Das Loko-Geschäft wird häufig von erfahrenen und risikobereiten Anlegern genutzt, um ihre Handelsstrategien zu komplettieren. Es erfordert ein umfassendes Verständnis der Finanzmärkte sowie eine genaue Analyse und Prognose der Kursentwicklung eines bestimmten Wertpapiers. Bei der Durchführung eines Loko-Geschäfts sollten Anleger immer die aktuellen Börsenregeln, Gesetze und Vorschriften beachten, um mögliche rechtliche Konsequenzen zu vermeiden.
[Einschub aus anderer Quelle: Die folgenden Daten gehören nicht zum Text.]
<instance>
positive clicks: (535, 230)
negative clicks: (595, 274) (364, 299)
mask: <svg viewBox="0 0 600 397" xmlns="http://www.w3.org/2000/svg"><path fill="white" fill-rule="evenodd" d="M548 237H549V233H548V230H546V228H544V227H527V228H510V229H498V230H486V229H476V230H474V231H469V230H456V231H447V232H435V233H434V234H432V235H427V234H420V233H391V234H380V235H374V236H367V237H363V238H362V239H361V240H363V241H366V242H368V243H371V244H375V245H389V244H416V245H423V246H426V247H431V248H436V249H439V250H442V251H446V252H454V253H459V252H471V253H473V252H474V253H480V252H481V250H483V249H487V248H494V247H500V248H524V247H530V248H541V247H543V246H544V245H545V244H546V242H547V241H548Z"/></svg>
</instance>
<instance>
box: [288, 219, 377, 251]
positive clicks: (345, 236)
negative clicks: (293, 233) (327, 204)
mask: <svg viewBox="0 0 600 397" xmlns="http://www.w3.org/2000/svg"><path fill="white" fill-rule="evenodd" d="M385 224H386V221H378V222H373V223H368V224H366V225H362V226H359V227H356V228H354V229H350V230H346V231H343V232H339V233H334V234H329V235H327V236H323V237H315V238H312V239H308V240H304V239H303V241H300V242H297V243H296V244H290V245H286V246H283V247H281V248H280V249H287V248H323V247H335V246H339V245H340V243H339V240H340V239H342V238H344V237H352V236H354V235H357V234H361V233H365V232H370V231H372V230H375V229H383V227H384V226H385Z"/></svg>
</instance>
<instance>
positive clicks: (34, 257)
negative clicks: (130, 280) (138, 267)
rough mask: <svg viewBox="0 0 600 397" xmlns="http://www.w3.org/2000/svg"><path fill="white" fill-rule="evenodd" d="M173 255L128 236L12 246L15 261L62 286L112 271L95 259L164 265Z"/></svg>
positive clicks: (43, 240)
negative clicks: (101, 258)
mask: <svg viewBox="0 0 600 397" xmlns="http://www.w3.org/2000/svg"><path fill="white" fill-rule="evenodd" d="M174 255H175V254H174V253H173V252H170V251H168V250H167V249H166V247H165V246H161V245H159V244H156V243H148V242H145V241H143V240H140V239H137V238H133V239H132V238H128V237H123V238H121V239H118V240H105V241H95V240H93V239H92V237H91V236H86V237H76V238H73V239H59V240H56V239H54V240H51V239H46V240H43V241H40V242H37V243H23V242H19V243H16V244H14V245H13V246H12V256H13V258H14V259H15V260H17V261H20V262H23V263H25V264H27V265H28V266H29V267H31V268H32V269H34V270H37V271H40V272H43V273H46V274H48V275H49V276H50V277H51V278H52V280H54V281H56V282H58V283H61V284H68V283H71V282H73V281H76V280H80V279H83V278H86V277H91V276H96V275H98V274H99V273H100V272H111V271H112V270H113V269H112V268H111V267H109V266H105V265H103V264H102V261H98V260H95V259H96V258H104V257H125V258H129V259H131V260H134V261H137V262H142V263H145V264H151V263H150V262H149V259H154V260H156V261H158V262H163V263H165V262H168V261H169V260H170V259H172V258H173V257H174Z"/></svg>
In Zusammenfassung ist das Loko-Geschäft eine besondere Art des Leerverkaufs, bei dem ein Anleger auf fallende Kurse eines Wertpapiers spekuliert, indem er das Wertpapier leihweise erwirbt, verkauft und zu einem späteren Zeitpunkt zu einem niedrigeren Preis zurückkauft. Dieses Handelsgeschäft erfordert fundierte Kenntnisse der Finanzmärkte und eine präzise Analyse, um potenzielle Gewinne zu erzielen. Dennoch sollten Anleger stets die damit verbundenen Risiken berücksichtigen und ihre Investitionsentscheidungen sorgfältig abwägen.